Known as the father of modern fantasy literature, author J.R.R. Tolkien has touched many lives through his books and the creation his fictional world, Middle-earth. Fans of his work can read the books themselves, view artwork inspired by the books, or watch the movies created by Peter Jackson. Now for a short time, fans in New York City (or those willing to travel there) will be able to view “the most extensive public display of original Tolkien material for several generations.”
The Tolkien: Maker of Middle-earth exhibit at the Morgan Library and Museum in New York has brought together maps, manuscripts, original drawings, and more from the Tolkien Archives at the Bodleian Library at Oxford University, Marquette University Libraries in Milwaukee, the Morgan, and private lenders. The exhibit will open January 25 and will run through May 12, 2019.
The library’s website provides this description for the exhibit:
“In a hole in the ground there lived a hobbit.” With these words the Oxford professor J.R.R. Tolkien ignited a fervid spark in generations of readers. From the children’s classic The Hobbit to the epic The Lord of the Rings, Tolkien’s adventurous tales of hobbits and elves, dwarves and wizards have introduced millions to the rich history of Middle-earth. Going beyond literature, Tolkien’s Middle-earth is a world complete with its own languages and histories. Tolkien: Maker of Middle-earth celebrates the man and his creation. The exhibition will be the most extensive public display of original Tolkien material for several generations.
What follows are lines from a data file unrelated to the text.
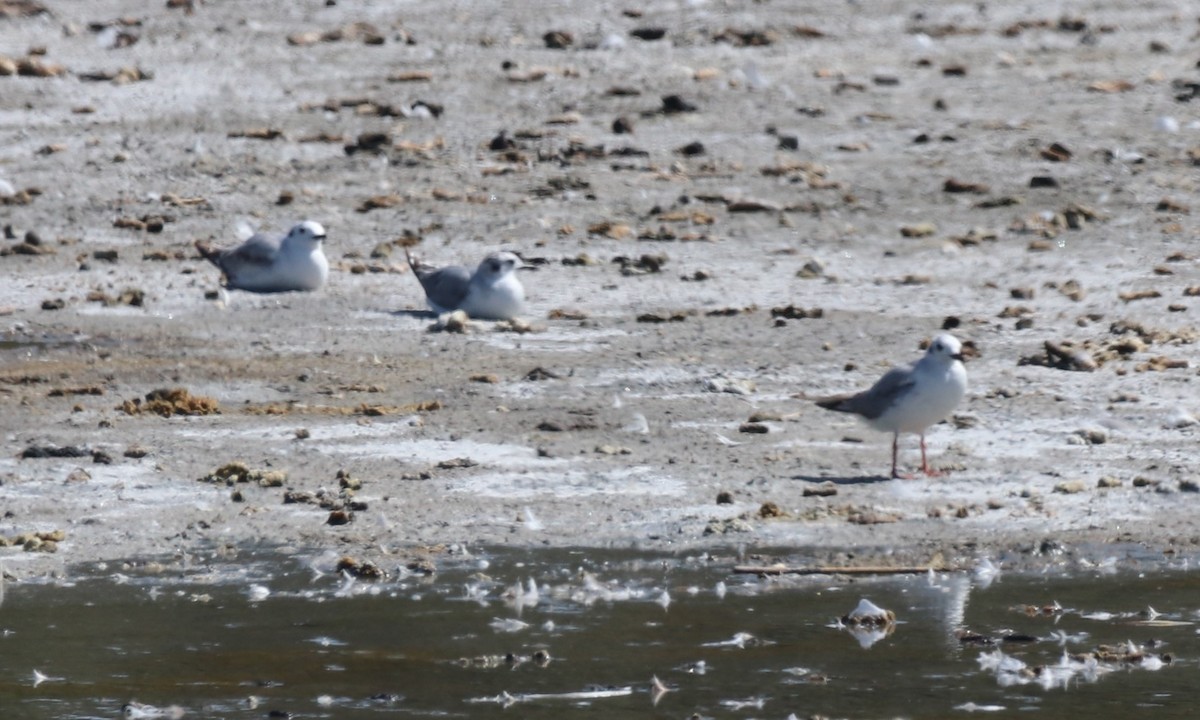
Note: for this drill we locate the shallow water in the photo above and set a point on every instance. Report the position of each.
(285, 634)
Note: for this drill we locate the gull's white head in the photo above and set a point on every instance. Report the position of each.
(307, 234)
(498, 265)
(946, 348)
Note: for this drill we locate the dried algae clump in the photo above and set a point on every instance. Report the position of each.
(172, 401)
(233, 473)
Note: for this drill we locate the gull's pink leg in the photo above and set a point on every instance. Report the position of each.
(924, 463)
(895, 450)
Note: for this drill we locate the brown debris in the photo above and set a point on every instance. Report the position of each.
(83, 390)
(645, 264)
(1131, 295)
(171, 401)
(953, 185)
(364, 31)
(676, 316)
(378, 202)
(747, 39)
(150, 223)
(257, 133)
(793, 312)
(922, 229)
(1056, 153)
(1063, 355)
(124, 76)
(30, 67)
(21, 9)
(1110, 87)
(234, 473)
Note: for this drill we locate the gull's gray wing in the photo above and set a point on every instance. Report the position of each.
(257, 250)
(876, 400)
(444, 287)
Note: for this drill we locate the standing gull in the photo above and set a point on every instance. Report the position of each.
(263, 264)
(491, 293)
(911, 399)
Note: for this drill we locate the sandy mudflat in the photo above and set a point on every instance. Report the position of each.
(871, 161)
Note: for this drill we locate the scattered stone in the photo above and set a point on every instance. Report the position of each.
(676, 103)
(558, 40)
(1062, 355)
(612, 450)
(826, 490)
(1071, 487)
(456, 463)
(40, 451)
(792, 312)
(953, 185)
(664, 317)
(768, 510)
(732, 385)
(340, 517)
(171, 401)
(235, 473)
(1056, 153)
(361, 570)
(136, 451)
(922, 229)
(541, 373)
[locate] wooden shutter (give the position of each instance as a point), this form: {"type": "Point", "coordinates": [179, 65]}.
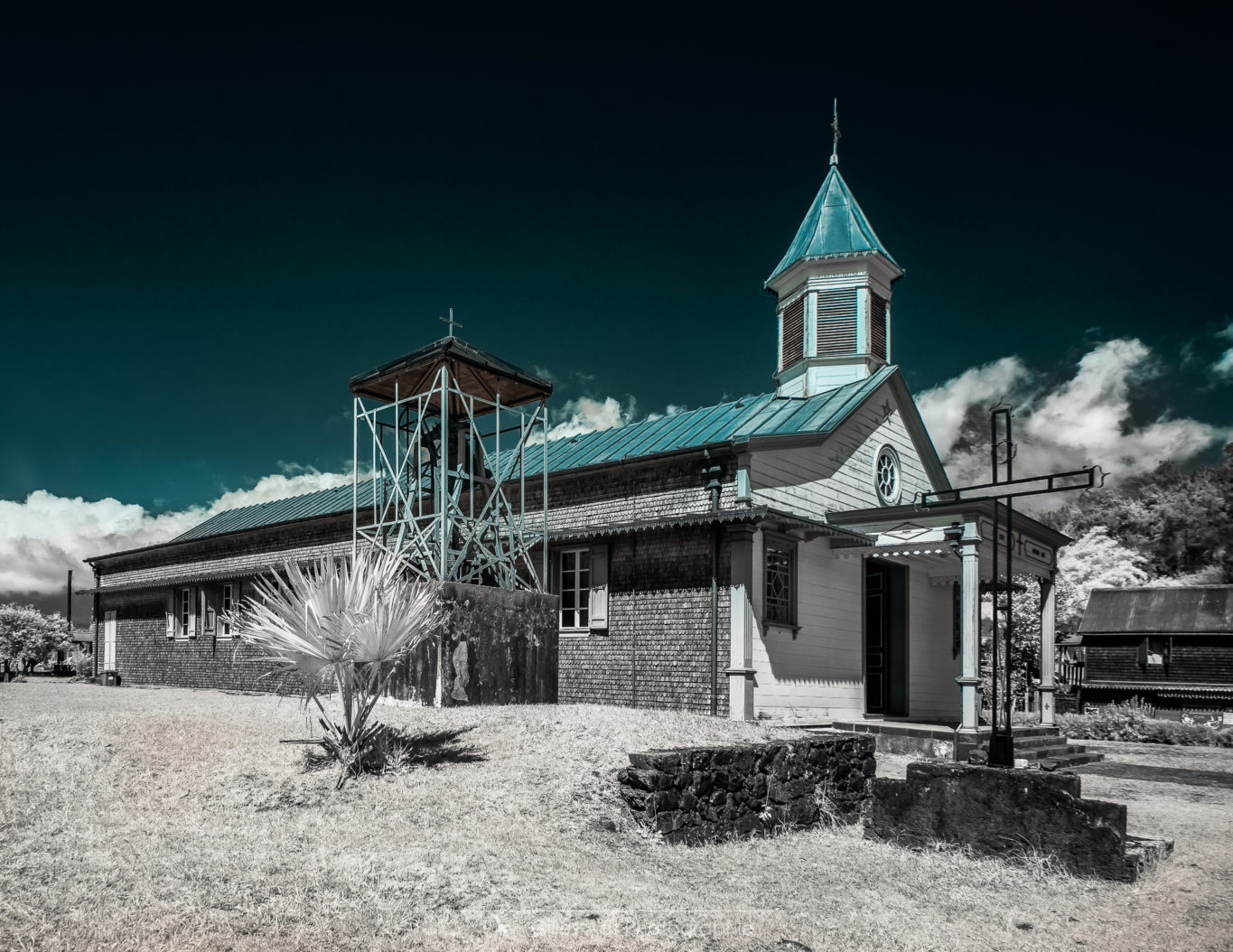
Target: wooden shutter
{"type": "Point", "coordinates": [836, 322]}
{"type": "Point", "coordinates": [108, 640]}
{"type": "Point", "coordinates": [597, 608]}
{"type": "Point", "coordinates": [792, 327]}
{"type": "Point", "coordinates": [878, 326]}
Drawn from the collections of the Tolkien Archive at the Bodleian Library (Oxford), Marquette University Libraries (Milwaukee), the Morgan, and private lenders, the exhibition will include family photographs and memorabilia, Tolkien’s original illustrations, maps, draft manuscripts, and designs related to The Hobbit, The Lord of the Rings, and The Silmarillion.
The video below provided by the library gives an overview of the exhibit.
The Tolkien: Maker of Middle-earth exhibit runs January 25-May 12 at the Morgan Library and Museum in New York City.